Born in 1946 and raised in San Francisco Chinatown, Yung taught at UC Santa Cruz from 1990 until her retirement in 2004.

“Judy Yung was a mainstay of the American Studies Department at UCSC, and initiated many courses in Asian American history, and Chinese American women’s history,” said UC Santa Cruz emerita professor of feminist studies Bettina Aptheker. 

“She was a brilliant teacher, inspiring her students, and mentoring scores of them. She was an outstanding scholar, and her published works provided us with some of the most important historical material on Chinese and Chinese American women’s history.

“In the early 2000’s, Judy and I worked together to educate the campus and community on the importance of affirmative action, its history, its need, and its connection to the 1960s Civil Rights movement, and the formation of Ethnic Studies, Black Studies and Women’s Studies,” Aptheker added. “I treasured Judy as a colleague and friend, and deeply mourn her passing.”

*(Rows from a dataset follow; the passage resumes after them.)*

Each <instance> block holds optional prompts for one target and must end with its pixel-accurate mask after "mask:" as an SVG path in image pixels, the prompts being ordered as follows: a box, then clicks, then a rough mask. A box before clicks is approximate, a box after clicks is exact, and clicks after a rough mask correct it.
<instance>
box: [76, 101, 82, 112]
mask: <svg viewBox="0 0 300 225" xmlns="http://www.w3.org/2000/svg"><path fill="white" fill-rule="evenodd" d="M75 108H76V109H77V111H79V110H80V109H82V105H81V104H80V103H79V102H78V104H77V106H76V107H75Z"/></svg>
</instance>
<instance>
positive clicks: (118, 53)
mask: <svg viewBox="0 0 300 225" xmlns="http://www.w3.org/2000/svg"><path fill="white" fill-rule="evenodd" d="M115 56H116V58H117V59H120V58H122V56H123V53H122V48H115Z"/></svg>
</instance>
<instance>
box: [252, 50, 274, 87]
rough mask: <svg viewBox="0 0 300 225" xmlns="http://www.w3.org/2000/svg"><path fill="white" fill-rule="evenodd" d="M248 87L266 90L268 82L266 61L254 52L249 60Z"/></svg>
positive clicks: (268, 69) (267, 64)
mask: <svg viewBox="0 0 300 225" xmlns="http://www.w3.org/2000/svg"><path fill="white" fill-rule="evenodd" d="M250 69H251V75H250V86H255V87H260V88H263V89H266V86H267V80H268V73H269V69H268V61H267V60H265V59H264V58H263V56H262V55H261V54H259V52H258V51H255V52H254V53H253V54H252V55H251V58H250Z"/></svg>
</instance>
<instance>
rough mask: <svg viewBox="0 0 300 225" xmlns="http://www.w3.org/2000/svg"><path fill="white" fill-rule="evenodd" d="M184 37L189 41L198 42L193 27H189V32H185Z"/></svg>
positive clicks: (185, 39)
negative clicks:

Yung married Eddie Fung in 2003, the only Chinese America soldier captured by the Japanese in World War II. She was introduced to Fung by a military historian while doing research on Asian American men who had been in the U.S. Army and were taken as prisoners of war. Yung did nearly 50 hours of interviews with Fung that eventually led to a book titled The Adventure of Eddie Fung: Chinatown Kid, Texas Cowboy, Prisoner of War. He died in 2018.

Judy Yung was a pioneering scholar in Chinese American and women's history,” noted UC Santa Cruz associate professor of history Alice Yang. “She played a critical role in teaching and mentoring many undergraduate and graduate students in Asian American studies. She also recruited and supported faculty and staff, myself included, as we tried to mount a curriculum in Asian American studies. 

“I’ve heard from countless faculty, staff, and alumni about how heartbroken they are at her passing and am working with this group and Judy’s family to organize a celebration of her life and to establish a memorial fund to honor her contributions to UCSC and the field of Asian American Studies.”